Öncelikle, insanlık dışı abluka, Küba’ya dair yapılan yorumlarda giderek ağırlığını yitirmekte; bu durum, emperyalist ABD’nin işine gelmektedir. Küba, hiçbir şey yaşamıyormuş gibi, bilinçli ve bir o kadar ahlâktan yoksun bir bakışla değerlendirilmektedir. Bu burjuva medyasından tutun siyasetine, akademisine kadar böyle. Yüzeysel bakışlarla büyük çıkarımlar yapan bir toplam, bunu yaymaktadır. Emperyalizmin aktörleri şerbetlidir, soğuk savaş çocuklarıdır, ideolojik desteğin önemini iyi bilir. Bilinçli olan bu çabayla sert bir şekilde mücadele edilmelidir.

Emperyalist kampın tüm kurumları ablukanın bizzat sorumlusudur.

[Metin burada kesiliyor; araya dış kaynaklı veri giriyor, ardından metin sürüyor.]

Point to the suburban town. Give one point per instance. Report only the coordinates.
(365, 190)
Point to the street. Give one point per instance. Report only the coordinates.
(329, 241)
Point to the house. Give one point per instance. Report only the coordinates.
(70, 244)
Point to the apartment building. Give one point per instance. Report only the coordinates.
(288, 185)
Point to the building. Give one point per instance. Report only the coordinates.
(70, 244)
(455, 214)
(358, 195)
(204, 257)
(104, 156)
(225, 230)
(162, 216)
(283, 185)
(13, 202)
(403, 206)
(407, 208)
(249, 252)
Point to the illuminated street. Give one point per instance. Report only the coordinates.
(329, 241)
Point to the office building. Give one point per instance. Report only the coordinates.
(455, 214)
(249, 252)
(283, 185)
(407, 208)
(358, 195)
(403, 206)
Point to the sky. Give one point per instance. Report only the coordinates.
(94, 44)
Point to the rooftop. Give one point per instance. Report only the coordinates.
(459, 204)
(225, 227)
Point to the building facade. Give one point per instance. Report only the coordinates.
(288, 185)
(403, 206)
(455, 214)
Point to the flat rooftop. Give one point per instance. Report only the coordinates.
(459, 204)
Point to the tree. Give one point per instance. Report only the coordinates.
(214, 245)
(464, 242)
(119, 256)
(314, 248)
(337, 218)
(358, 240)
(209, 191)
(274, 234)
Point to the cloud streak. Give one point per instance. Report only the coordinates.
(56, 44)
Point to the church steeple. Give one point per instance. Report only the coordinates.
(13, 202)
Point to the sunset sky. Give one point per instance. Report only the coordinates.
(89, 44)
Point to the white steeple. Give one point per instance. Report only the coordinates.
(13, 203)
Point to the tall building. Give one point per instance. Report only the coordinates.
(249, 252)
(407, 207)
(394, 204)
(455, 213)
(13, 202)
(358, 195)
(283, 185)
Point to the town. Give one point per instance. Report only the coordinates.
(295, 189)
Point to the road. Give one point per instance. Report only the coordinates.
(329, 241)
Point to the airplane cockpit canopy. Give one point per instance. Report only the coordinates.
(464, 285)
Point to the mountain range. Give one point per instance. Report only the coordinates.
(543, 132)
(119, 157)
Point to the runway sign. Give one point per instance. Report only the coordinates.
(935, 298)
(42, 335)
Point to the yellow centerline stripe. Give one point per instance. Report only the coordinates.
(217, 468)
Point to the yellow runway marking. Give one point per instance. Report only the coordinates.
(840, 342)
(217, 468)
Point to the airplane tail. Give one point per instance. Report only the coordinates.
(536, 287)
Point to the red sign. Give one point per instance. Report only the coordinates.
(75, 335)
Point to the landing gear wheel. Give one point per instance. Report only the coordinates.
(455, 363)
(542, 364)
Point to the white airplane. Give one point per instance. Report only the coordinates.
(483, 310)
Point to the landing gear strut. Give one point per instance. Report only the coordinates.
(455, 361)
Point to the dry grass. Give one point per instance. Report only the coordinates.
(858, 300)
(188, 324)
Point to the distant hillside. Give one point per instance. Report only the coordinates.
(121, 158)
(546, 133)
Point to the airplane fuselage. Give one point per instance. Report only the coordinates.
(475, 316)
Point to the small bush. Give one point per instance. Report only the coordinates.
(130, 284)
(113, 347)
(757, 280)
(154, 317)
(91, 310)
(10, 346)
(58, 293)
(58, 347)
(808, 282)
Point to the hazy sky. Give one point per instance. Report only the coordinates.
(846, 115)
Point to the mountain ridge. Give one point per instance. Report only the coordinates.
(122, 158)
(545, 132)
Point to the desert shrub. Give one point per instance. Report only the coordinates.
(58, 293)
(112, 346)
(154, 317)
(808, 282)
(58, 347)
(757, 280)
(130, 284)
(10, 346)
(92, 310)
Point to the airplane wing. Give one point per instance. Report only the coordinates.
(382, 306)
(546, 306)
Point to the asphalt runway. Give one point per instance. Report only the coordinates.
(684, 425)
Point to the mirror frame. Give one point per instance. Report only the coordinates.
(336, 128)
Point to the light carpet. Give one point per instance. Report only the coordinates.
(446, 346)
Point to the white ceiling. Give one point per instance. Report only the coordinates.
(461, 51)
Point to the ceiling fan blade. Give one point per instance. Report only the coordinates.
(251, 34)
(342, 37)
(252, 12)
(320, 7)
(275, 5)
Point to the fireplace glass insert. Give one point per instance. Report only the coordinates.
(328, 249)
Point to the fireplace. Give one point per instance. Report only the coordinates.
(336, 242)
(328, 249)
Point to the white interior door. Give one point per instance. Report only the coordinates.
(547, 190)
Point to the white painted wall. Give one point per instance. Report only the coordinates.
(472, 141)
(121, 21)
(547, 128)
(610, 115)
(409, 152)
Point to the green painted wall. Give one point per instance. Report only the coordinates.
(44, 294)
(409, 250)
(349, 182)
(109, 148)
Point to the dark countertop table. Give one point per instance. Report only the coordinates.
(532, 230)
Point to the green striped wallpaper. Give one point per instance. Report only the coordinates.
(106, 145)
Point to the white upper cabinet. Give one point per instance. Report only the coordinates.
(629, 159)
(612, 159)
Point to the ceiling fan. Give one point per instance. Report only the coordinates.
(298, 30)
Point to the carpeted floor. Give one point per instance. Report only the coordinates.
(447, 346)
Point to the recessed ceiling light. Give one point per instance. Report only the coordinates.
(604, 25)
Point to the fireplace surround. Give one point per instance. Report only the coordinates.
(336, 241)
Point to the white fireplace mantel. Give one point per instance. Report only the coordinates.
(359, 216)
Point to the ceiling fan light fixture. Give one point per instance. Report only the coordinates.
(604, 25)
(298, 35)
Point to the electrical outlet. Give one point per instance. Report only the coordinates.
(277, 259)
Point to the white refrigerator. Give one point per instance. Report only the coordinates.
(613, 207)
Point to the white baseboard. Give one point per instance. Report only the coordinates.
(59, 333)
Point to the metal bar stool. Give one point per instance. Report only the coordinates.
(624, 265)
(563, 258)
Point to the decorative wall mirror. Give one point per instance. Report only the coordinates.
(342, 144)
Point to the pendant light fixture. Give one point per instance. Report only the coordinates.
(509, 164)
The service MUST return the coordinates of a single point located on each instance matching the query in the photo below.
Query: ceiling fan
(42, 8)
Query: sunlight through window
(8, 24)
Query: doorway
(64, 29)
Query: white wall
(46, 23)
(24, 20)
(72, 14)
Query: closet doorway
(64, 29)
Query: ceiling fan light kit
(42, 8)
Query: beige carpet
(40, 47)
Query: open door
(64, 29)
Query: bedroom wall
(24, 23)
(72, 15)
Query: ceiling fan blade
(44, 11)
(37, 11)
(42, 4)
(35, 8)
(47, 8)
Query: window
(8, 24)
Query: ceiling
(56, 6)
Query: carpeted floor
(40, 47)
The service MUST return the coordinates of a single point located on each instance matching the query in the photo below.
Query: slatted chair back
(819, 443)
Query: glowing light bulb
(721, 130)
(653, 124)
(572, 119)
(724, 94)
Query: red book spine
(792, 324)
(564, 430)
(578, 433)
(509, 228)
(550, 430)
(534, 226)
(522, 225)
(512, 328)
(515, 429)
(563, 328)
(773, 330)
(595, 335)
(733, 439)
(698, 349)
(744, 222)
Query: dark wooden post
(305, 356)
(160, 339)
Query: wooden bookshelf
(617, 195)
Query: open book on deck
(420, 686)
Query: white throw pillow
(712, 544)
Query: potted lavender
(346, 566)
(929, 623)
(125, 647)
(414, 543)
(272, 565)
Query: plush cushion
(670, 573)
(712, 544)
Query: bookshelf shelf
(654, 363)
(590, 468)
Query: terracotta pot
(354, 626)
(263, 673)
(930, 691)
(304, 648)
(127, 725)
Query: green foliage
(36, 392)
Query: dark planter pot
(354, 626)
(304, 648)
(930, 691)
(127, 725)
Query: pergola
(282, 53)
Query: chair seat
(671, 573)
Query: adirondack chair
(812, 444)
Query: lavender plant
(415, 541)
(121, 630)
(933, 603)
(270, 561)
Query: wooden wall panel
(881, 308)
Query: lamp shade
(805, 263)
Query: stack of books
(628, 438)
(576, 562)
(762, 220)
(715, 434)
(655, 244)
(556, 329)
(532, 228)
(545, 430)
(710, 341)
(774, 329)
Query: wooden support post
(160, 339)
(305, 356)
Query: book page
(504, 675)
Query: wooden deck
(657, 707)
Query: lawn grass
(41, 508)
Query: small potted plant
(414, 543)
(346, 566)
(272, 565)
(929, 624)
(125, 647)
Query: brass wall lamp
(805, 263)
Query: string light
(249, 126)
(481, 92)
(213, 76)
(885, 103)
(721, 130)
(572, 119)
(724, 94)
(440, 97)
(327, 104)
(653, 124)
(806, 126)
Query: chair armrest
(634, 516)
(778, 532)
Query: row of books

Abluka, emperyalist ülke ve kurumların çok önemli bir savaş aracıdır. Ablukanın 60 yılda, Küba’ya verdiği zarar yaklaşık 150 milyar doları buluyor. Bu rakamdan ziyade, eğer abluka olmasaydı, Küba’da sosyalist düzenin geleceği, toplumun ulaşacağı düzey ve insanlığa yapacağı katkıyı düşünmeden edemedim. 

Net bir ifadeyle belirtmeliyim ki, merkezinde ”abluka”nın ve sonuçlarının irdelenmediği hiçbir çalışma, yorum ya da gözlem, Küba’nın gerçekliğini soyutlayamaz. 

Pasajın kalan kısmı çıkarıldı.